Con semejante falsa conciencia, que diríamos en marxista, no es de extrañar que los televidentes españoles acogieran con albricias y zapatetas el anuncio de la eliminación de la publicidad en TVE. Álvaro de la Iglesia vencía después de muerto, pero unos cuantos meses después, ahora mismo, el consejo de administración del ente público se plantea recuperar las inserciones publicitarias porque el recorte de 200 millones en el presupuesto pone a la televisión pública al borde del colapso.

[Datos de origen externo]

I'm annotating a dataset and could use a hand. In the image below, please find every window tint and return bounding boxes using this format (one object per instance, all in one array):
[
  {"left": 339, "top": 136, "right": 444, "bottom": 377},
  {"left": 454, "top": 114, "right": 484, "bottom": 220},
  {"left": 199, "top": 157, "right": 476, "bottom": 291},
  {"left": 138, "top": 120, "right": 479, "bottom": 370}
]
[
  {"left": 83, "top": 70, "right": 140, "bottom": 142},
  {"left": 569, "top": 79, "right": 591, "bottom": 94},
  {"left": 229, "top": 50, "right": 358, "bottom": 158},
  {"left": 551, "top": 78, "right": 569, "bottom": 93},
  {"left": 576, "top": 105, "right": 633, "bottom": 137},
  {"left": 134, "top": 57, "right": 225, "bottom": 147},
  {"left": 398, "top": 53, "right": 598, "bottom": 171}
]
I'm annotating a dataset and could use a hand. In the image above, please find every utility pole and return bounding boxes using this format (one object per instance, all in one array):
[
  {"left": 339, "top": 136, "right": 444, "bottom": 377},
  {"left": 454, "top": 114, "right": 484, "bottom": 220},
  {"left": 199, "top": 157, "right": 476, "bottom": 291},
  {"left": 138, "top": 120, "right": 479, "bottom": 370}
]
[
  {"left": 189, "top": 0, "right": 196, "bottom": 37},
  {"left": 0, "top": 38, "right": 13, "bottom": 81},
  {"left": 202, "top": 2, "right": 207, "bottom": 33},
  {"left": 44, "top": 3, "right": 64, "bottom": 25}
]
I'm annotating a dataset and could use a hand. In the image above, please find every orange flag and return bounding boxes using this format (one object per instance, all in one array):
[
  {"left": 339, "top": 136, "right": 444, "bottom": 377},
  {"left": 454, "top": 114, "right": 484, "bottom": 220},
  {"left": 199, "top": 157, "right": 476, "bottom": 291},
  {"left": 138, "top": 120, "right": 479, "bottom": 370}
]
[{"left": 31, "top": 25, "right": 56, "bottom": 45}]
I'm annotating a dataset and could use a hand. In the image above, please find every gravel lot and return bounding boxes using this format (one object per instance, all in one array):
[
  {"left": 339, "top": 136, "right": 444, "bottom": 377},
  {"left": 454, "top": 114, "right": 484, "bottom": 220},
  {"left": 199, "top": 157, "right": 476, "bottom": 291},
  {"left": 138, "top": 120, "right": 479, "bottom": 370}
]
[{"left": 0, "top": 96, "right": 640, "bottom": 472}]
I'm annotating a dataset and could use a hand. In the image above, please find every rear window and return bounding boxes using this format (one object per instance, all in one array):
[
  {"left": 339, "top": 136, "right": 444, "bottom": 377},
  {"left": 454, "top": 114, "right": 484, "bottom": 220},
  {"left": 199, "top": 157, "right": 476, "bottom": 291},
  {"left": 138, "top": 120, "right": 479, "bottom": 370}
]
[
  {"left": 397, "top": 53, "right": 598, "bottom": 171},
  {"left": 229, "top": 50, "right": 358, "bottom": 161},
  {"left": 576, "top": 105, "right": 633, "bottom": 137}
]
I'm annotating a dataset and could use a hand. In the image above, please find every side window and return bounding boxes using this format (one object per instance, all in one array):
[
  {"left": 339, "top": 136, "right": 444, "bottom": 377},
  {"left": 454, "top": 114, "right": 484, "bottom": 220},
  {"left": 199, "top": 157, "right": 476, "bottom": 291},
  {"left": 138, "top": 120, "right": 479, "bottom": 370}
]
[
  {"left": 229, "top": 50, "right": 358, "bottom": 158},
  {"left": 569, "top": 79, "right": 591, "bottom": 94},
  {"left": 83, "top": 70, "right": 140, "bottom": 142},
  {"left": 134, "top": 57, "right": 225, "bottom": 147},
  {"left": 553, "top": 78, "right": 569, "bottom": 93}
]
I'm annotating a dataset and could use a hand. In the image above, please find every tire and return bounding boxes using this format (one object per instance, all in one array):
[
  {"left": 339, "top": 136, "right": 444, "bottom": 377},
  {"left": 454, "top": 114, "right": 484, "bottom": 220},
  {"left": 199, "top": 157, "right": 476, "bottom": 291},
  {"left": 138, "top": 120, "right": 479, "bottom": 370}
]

Me temo que ni con publicidad ni sin ella tienen remedio los males de las televisiones públicas. Los gobiernos derechistas de Madrid y Barcelona saben que la nueva hidalguía populachera considera a los profesionales de la televisión unos privilegiados y se complace en verles morder el polvo a manera de pobre consuelo cuando a ellos les acechan contratos basura. No es una neura mía: la propia Casa del Rey es consciente de esa mentalidad cuando difunde que Juan Carlos cobra un sueldo medio neto mensual de 12.000 euros; uno hubiera esperado de esa augusta institución, si no transparencia total, algo más que dar penita a los tontos. En Catalunya, el equivalente de ese populismo se complace en la maledicencia en torno a la televisión pública nacional catalana, de modo que a veces parece que se es más catalanista cuanto más se desea ver por los suelos al mayor logro cultural del catalanismo contemporáneo.
Creo que fue Einstein quien dijo que había dos cosas infinitas, el universo y la estupidez humana, y de lo primero no se sentía del todo seguro. El espectáculo de ver cerrada la televisión pública de l’Hospitalet por un gobierno municipal de izquierdas, pese a una fallida resistencia de ICV-EUiA, nos indica que quizás sea verdad que los pueblos tienen las televisiones que se merecen. De momento ya cuentan con los gobiernos que ellos mismos han votado.